At St Margaret’s, Prayer Spaces are held each term for both the primary and secondary students to explore life’s big questions, spirituality and faith in a safe, creative and interactive way.
The most recent of the school’s Prayer Spaces was themed around Easter and the Lenten season. Students in Years 7 to 10 journeyed through the school’s Chapel, which was transformed to feature eight stations with activities based around Palm Sunday (Joy), the Last Supper (Friendship), Gethsemane (Big Questions), Carrying the Cross (Sensory Station), Forgive them (Fizzy Forgiveness), The Cross (Sorry), Resurrection (Hope Blossoms) and a space for mindfulness.
St Margaret’s Chaplain The Reverend Jazz Dow said the Prayer Space was an invitational space for students.
“It is a space where students are invited to participate in the activity or choose to just be still and enjoy the calm and quiet of the chapel.
“The lives of students are busy. They work hard and go to before and after school activities. Prayer Space allows students to slow down and take a break from the busyness. It allows them to feel their feelings and rest for a moment so that they can re-enter the business of the day with renewed focus and energy,” said Rev’d Jazz.
“The invitational nature of Prayer Space reminds students that all are welcome, no matter what their beliefs are.
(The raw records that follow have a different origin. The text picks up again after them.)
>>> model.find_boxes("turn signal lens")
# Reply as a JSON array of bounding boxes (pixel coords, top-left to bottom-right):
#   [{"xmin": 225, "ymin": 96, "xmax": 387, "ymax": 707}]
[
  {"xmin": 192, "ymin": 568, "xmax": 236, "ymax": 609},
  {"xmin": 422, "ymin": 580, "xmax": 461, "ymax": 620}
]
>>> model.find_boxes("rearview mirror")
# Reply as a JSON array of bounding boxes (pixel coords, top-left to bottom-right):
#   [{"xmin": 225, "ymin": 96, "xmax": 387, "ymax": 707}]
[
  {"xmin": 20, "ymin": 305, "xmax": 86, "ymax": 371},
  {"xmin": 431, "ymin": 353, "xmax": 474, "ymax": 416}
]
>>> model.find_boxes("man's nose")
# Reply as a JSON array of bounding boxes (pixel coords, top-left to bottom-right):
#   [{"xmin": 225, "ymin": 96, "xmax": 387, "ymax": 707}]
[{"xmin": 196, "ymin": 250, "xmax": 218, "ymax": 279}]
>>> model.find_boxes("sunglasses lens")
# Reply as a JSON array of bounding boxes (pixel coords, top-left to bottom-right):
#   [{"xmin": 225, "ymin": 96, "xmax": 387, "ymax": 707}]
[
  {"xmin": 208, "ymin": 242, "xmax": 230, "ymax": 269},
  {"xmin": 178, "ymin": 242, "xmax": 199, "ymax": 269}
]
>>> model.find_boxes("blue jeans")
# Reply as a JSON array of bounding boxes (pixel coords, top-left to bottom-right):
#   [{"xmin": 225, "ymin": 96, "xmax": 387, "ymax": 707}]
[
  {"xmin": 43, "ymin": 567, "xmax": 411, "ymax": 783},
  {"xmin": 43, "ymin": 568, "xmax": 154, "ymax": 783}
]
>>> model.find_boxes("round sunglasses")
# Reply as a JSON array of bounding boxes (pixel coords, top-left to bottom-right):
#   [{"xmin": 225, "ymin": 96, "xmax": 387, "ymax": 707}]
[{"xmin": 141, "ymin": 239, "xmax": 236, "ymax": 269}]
It also reminds students that prayer is multi-dimensional – that there isn’t one way to pray but that the possibilities for prayer are infinite.”
One of the many aspects of Prayer Space that students enjoy is the interactive nature of each station or activity. At the Carrying the Cross station, for example, students were encouraged to let go of their worries that can sometimes feel like a heavy burden. This sensory activation invited students to dip their hands into a tray of water beads while imagining letting go of their worries.
While at the Garden of Gethsemane station, students were encouraged to reflect on Jesus' big questions while he was in the garden that night. They were then invited to write down their own big questions and peg them to the string hanging from above. By the end of the week, hundreds of big questions were gathered. The activity helped students to ask things they might not feel comfortable asking aloud, and the process of writing it down was cathartic in itself.
The Palm Sunday station was an opportunity for students to reflect on the joy of the crowd that gathered to welcome Jesus into Jerusalem and then to name what they are grateful for in their own lives. Many students expressed gratitude for family and friends with one writing: "I am thankful for my family, friends and people who have supported me.”
At the end of each Prayer Space session, Rev’d Jazz asks for feedback from the students.
“One student said the Big Question (Gethsemane) station helped her to better understand what other people are going through giving her greater perspective. Another student was moved by the question about when the war between Russia and Ukraine would end, saying it reminded her of what is happening in the wider world.
“An appreciation for a quiet and still space was also shared by many students and even teachers with one saying, ‘this is just what I needed’,” Rev’d Jazz said.
During the two-week Easter Prayer Space, students in both the primary and secondary schools also observed Ash Wednesday and the beginning of the Lenten season. Ordinarily, a whole school service would be held to mark this important holy occasion; however, COVID restrictions in schools meant no large gatherings could be held. This led Rev’d Jazz to reimagine Ash Wednesday, creating a pop-up, outdoor, mindfulness activity.
Built around the theme ‘stronger together’, the activity invited students to consider committing to an act of kindness for Lent. Students wrote or drew their commitment on brightly coloured sticky stars, resulting in hundreds of kind commitments by the end of the day. There were many messages displaying kindness to others, to friends, family members siblings and even some that involved displaying kindness to the earth, with one student writing, “For Lent, I’m not going to use non-reusable plastic in my lunchbox.”
Rev’d Jazz says that as students step into Prayer Space the impact is visible.
“It’s as if there is a collective sigh from the students – a letting go of any stresses or worries they are bringing with them. There is also a sense of awe and anticipation evoked by the fairy lights, colours and the setup of each space.”